Results: The rate of perinatal death per 1000 births was 0.35 (95% confidence interval [CI] [RR]
Interpretation: Planned home birth attended by a registered midwife was associated with very low and comparable rates of perinatal death and reduced rates of obstetric interventions and other adverse perinatal outcomes compared with planned hospital birth attended by a midwife or physician.
coffeeaddictMember@ Health – I am not “one of these doulas” as you put it. I am a woman who went thru a completely unnecessary c c-section, was unable to see my baby for over 24 hours after birth because not one nurse thought it was important to help me get up to see the baby, and not allowed to nurse her for almost the whole time I was in the hospital due to the drugs they had me on. I then did significant research and reading to make my next labor better. I feel empowered with the knowledge I have and I feel bad for those who are left in the dark. Homebirth is not for everyone but the stigma attached to it makes people not even bother looking into it and judge others who have done it.
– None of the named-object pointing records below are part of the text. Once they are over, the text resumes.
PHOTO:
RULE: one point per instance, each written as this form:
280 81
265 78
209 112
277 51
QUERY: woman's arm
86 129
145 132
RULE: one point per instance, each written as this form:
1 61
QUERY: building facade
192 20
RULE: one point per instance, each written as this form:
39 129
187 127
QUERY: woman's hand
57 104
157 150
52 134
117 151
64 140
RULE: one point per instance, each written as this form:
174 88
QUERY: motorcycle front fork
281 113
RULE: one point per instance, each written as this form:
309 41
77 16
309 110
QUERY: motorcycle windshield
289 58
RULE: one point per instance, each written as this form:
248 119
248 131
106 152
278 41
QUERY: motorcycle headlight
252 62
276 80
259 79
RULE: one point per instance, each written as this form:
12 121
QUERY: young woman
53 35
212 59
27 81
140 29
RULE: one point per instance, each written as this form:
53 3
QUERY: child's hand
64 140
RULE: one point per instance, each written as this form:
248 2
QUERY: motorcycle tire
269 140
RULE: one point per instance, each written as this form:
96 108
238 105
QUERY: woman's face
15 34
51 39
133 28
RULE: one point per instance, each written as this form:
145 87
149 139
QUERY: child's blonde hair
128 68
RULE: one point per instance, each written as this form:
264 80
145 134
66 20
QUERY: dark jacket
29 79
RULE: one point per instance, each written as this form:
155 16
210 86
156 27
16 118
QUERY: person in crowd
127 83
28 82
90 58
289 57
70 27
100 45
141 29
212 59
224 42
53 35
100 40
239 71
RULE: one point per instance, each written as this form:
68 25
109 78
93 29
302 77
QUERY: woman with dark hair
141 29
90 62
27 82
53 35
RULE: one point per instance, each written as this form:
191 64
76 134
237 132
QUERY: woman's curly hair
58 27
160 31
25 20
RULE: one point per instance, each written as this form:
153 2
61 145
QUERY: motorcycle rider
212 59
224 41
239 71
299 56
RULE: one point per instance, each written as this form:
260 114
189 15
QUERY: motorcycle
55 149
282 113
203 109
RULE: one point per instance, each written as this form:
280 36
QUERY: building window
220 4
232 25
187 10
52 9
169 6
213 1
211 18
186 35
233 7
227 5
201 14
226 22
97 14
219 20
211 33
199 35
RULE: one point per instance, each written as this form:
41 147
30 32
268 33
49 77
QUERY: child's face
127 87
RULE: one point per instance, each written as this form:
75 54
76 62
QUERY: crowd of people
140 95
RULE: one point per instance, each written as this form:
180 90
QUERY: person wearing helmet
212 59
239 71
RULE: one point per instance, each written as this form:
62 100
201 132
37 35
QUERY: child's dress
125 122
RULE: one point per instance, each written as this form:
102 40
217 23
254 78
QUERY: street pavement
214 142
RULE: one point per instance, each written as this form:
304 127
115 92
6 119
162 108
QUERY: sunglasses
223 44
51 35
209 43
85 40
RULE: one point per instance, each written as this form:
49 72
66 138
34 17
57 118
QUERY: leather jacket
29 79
“I would liken many OB’s and nurses to reading Torah without any knowledge of the Oral Torah. There’s a rich knowledge of birth through thousands of years of midwifery that gets overlooked in the name of medical births…” Maybe frumladygit can confirm but I don’t believe Ina May Gaskin has actual medical training, rather everything she knows, does, and teaches is thru “learning on the job.” It could be she eventually received training but when she first started delivering babies her only knowledge base was from reading.
Again, homebirth is not for everyone but the stigma associated with it is absolutely ridiculous and I have found that women who choose homebirth are extremely educated about labor and delivery.
coffeeaddictMemberI just had to weigh in over here and provide some insight and statistics. I honestly think if more people were educated about the state of labor and delivery healthcare and knew more about homebirth, more women would be choosing to give birth at home or at least acknowledging that homebirth is a safe option (for most women). Obviously women who are high risk should not be giving birth at home.
Here are a few facts: most of my facts are not up to 2011 however, they are within the past 5 years.
2) Maternal mortality and morbidity is grossly underreported in the US. Many states have no law requiring the death certificate to state if the woman was pregnant or died within a certain length of time after birth. Research shows that the maternal mortality rate may actually be more than double of what is really reported. (There are countries many people have never even heard of that have better mortality rates than the US!)